By now most of my peers have already posted their favorite movies of 2014 lists, and if you ask me they jumped the gun. You don’t declare your top movies of the year till the year’s done, just like you don’t say it was the best sex of your life until you’ve pulled out, flushed the condom and cried for a little bit.

Where was I? Oh yeah. Even though there were a fair number of stinkers, this was actually a damn solid year for movies, and here are the ones I deem to be the best.

Honorable Mentions: Under the Skin, John Wick, X-Men: Days of Future Past, The Raid 2

10: Birdman

A lot of people this year LOVED Birdman, and deservedly so. Awesome performances, great soundtrack, noteworthy formal achievements? Formula for a critical darling right there. For my part, I wasn’t quite as taken with Birdman as some of my peers, but that this isn’t a pretty rad film is something I just can’t bring myself to deny.

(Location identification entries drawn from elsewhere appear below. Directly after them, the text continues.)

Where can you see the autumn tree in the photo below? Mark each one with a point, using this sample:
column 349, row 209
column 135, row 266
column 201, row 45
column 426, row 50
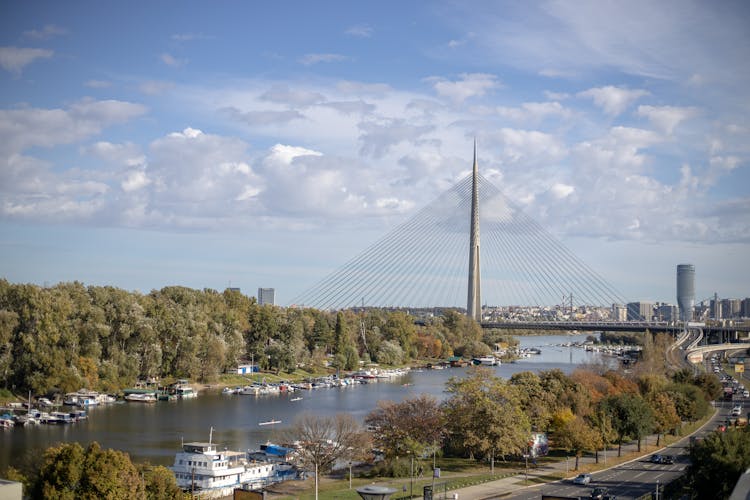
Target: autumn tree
column 666, row 418
column 71, row 472
column 631, row 417
column 414, row 425
column 483, row 416
column 577, row 436
column 718, row 461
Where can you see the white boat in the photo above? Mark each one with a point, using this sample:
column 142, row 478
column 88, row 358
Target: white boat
column 57, row 418
column 144, row 397
column 270, row 422
column 486, row 360
column 185, row 392
column 201, row 467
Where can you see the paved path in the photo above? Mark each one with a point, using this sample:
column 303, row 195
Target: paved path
column 508, row 486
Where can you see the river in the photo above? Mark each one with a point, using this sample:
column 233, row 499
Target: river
column 153, row 432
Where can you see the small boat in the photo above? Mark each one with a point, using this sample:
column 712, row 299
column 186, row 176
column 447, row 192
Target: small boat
column 485, row 360
column 270, row 422
column 148, row 397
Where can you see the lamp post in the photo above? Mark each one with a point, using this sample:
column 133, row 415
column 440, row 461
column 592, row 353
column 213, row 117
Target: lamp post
column 411, row 478
column 372, row 492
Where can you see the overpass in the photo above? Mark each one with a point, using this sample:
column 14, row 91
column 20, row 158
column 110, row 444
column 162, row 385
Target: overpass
column 610, row 326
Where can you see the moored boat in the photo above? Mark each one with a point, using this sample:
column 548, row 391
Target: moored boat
column 200, row 467
column 141, row 397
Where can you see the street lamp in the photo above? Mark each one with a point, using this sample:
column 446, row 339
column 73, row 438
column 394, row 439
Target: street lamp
column 372, row 492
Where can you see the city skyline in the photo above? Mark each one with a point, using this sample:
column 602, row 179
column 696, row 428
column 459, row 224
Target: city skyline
column 143, row 146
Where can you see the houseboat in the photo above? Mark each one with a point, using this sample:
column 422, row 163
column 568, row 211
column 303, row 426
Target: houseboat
column 205, row 471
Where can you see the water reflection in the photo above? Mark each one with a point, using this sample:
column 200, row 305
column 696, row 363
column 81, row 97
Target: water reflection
column 153, row 432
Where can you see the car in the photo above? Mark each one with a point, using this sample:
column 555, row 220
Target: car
column 600, row 493
column 582, row 479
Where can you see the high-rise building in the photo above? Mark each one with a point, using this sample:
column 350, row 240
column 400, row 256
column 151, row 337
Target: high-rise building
column 266, row 296
column 666, row 312
column 619, row 312
column 686, row 291
column 640, row 311
column 745, row 312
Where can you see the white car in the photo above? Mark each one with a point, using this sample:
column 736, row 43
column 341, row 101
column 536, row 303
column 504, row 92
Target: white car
column 582, row 479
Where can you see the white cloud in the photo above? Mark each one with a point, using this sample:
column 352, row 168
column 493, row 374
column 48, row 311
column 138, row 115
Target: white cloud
column 26, row 127
column 98, row 84
column 264, row 117
column 470, row 85
column 171, row 60
column 666, row 118
column 127, row 154
column 14, row 59
column 135, row 180
column 282, row 94
column 533, row 111
column 155, row 87
column 359, row 30
column 310, row 59
column 613, row 100
column 561, row 191
column 189, row 37
column 49, row 31
column 285, row 154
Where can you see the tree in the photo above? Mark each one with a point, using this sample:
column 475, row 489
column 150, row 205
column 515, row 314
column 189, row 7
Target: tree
column 484, row 417
column 718, row 461
column 70, row 472
column 577, row 436
column 413, row 425
column 666, row 418
column 631, row 417
column 324, row 440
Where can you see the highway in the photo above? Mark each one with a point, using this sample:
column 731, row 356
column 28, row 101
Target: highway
column 634, row 479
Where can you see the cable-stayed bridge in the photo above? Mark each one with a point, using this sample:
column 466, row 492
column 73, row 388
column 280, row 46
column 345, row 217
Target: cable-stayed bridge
column 425, row 261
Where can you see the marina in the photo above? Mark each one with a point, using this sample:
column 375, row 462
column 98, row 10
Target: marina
column 152, row 432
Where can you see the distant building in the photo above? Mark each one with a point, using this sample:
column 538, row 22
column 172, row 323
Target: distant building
column 686, row 291
column 619, row 312
column 730, row 308
column 640, row 311
column 266, row 296
column 668, row 312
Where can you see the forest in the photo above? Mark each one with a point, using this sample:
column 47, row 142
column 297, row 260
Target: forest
column 70, row 336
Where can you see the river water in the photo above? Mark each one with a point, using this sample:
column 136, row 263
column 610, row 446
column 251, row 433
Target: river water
column 153, row 432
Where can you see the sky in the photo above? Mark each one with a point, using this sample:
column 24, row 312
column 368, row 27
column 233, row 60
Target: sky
column 264, row 144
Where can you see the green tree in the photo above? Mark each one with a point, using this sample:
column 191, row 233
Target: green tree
column 413, row 425
column 324, row 440
column 578, row 436
column 483, row 416
column 718, row 461
column 631, row 417
column 666, row 418
column 70, row 472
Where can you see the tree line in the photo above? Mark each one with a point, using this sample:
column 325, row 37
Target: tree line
column 69, row 336
column 487, row 417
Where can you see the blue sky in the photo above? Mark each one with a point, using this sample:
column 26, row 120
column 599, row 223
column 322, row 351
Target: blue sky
column 265, row 143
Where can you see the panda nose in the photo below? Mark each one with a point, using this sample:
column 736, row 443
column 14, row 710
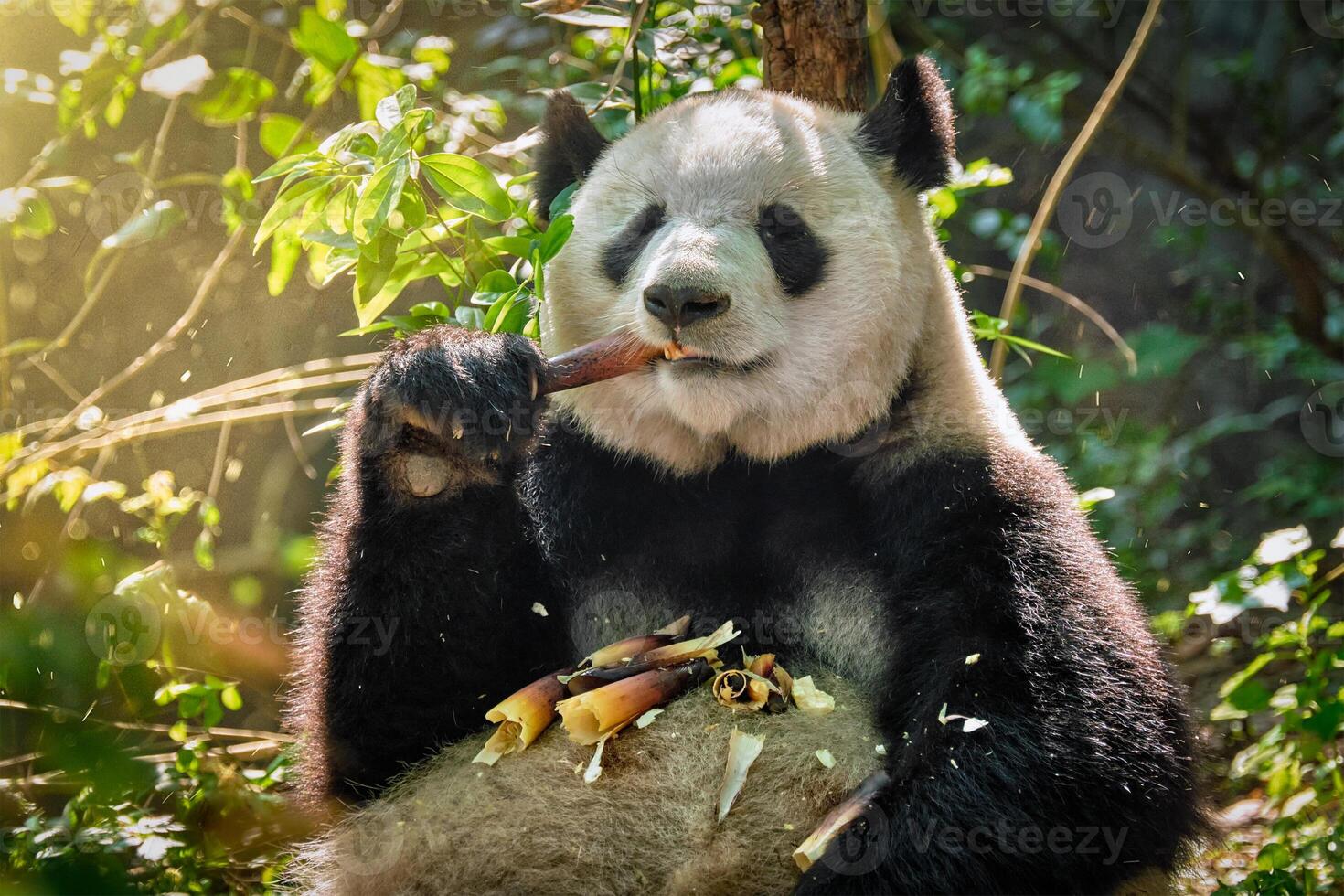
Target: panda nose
column 680, row 305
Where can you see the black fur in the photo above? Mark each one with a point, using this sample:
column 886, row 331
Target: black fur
column 976, row 555
column 618, row 255
column 568, row 154
column 391, row 657
column 912, row 125
column 797, row 254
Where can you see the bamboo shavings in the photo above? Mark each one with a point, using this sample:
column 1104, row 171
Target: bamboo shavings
column 523, row 716
column 860, row 801
column 811, row 699
column 743, row 750
column 594, row 769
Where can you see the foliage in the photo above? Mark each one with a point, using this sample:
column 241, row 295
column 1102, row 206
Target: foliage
column 1287, row 706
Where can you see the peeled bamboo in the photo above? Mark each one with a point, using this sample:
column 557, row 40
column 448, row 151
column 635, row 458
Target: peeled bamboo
column 598, row 360
column 523, row 716
column 857, row 804
column 626, row 649
column 598, row 713
column 692, row 649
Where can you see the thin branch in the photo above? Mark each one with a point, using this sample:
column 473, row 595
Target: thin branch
column 1061, row 179
column 1072, row 301
column 636, row 22
column 217, row 469
column 258, row 414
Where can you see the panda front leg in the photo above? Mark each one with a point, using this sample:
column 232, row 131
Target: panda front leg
column 418, row 617
column 1037, row 741
column 981, row 797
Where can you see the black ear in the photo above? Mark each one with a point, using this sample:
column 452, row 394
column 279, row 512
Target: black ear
column 568, row 152
column 912, row 123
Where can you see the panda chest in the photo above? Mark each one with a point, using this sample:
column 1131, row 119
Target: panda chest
column 783, row 551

Edge of Tomorrow poster9: Edge of Tomorrow/Live, Die Repeat

I love surprises, and for myself and a lot of people, Edge of Tomorrow (partially re-titled Live, Die, Repeat on the home release) was the biggest surprise of the year. Tom Cruise in a mech suit fighting aliens while re-enacting Groundhog Day? What the hell right does that have to not be a steaming pile of failure? And yet, it turned out to be one of the more clever, interesting genre blockbusters this year. Wouldn’t have called that.

8: Blue Ruin

Bleak, bloody, brutal, these are just some of the words that start with B that you can use to describe the revenge flick Blue Ruin, besides brilliant. In a year with at least a few truly excellent revenge thrillers, Blue Ruin stood out with its oppressive atmosphere, beautiful and interesting cinematography and lovably out-of-his element hero. And his killer “I give up” beard.

7: Gone Girl

Once in a while, a movie comes along that takes you in its grip like a passionate lover and doesn’t let go until it drops you, sweaty and drained, on the moldy carpet. This year, Gone Girl is that movie, an almost impossibly twisting ride of a movie that keeps you guessing where the hell it’ll go next, and how straight-facedly it can play what is honestly a pretty damn bonkers plot.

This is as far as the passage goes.